Others see an urgent need for improved frameworks, oversight, and governance in the carbon market. One of them is Alicia Robbins, vice president of portfolio analytics and business development at Weyerhaeuser, a 123-year-old sustainable forestry and wood products company and the largest private owner of timberlands in the United States. Robbins also holds a PhD in forest economics.
Forests serve as a source of carbon removal
Timberlands provide one of the best natural ways of removing carbon from the atmosphere and can play an important role in mitigating climate change, Robbins explains. “Forests have been around for almost as long as the planet,” she says. “They are a proven method of sequestering carbon, and there is no expensive, complicated, or undeveloped technology required to reduce carbon emissions through forests.”

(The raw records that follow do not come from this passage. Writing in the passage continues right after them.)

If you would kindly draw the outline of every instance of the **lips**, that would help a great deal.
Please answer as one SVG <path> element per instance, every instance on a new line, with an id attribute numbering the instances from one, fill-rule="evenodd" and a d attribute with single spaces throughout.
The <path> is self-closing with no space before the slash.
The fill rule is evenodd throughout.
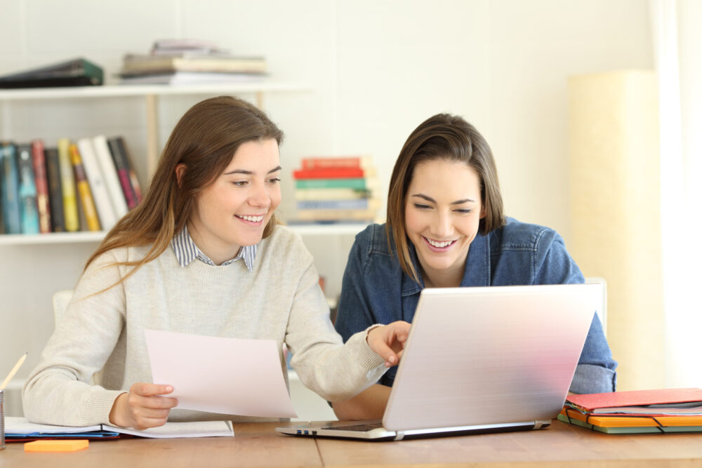
<path id="1" fill-rule="evenodd" d="M 234 215 L 237 218 L 240 220 L 244 220 L 244 221 L 250 221 L 251 222 L 260 222 L 263 220 L 265 215 Z"/>
<path id="2" fill-rule="evenodd" d="M 423 236 L 423 237 L 424 236 Z M 427 243 L 428 243 L 432 247 L 434 247 L 435 248 L 441 248 L 441 249 L 447 248 L 456 243 L 455 239 L 453 241 L 435 241 L 434 239 L 431 239 L 428 237 L 424 237 L 424 240 L 426 241 Z"/>

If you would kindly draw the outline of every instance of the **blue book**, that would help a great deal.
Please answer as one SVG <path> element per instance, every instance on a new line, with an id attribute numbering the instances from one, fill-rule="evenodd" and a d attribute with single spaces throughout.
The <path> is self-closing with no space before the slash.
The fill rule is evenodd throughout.
<path id="1" fill-rule="evenodd" d="M 39 214 L 37 206 L 37 184 L 29 145 L 17 145 L 17 163 L 20 173 L 20 220 L 22 234 L 39 233 Z"/>
<path id="2" fill-rule="evenodd" d="M 5 234 L 21 234 L 17 149 L 10 142 L 0 143 L 0 187 Z"/>
<path id="3" fill-rule="evenodd" d="M 298 210 L 366 210 L 376 208 L 378 201 L 374 199 L 357 199 L 355 200 L 300 200 L 298 201 Z"/>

Forests reduce carbon emissions by absorbing carbon dioxide (CO2), the most prevalent greenhouse gas. Using the energy of the sun and through the process of photosynthesis, trees take water and CO2 and convert them into the energy that enables them to grow. As they grow, trees become carbon vaults and release oxygen in the process.
Recently, Weyerhaeuser began offering verified carbon credits through its first forest carbon project in Maine, which spans approximately 50,000 acres of forest land. To secure approval for the project, Weyerhaeuser had to demonstrate to third-party auditors that its forest management plan would result in more carbon being stored within the project’s boundaries than under business-as-usual operations. This concept of additionality is an important indicator of quality and an essential component to any forest carbon project.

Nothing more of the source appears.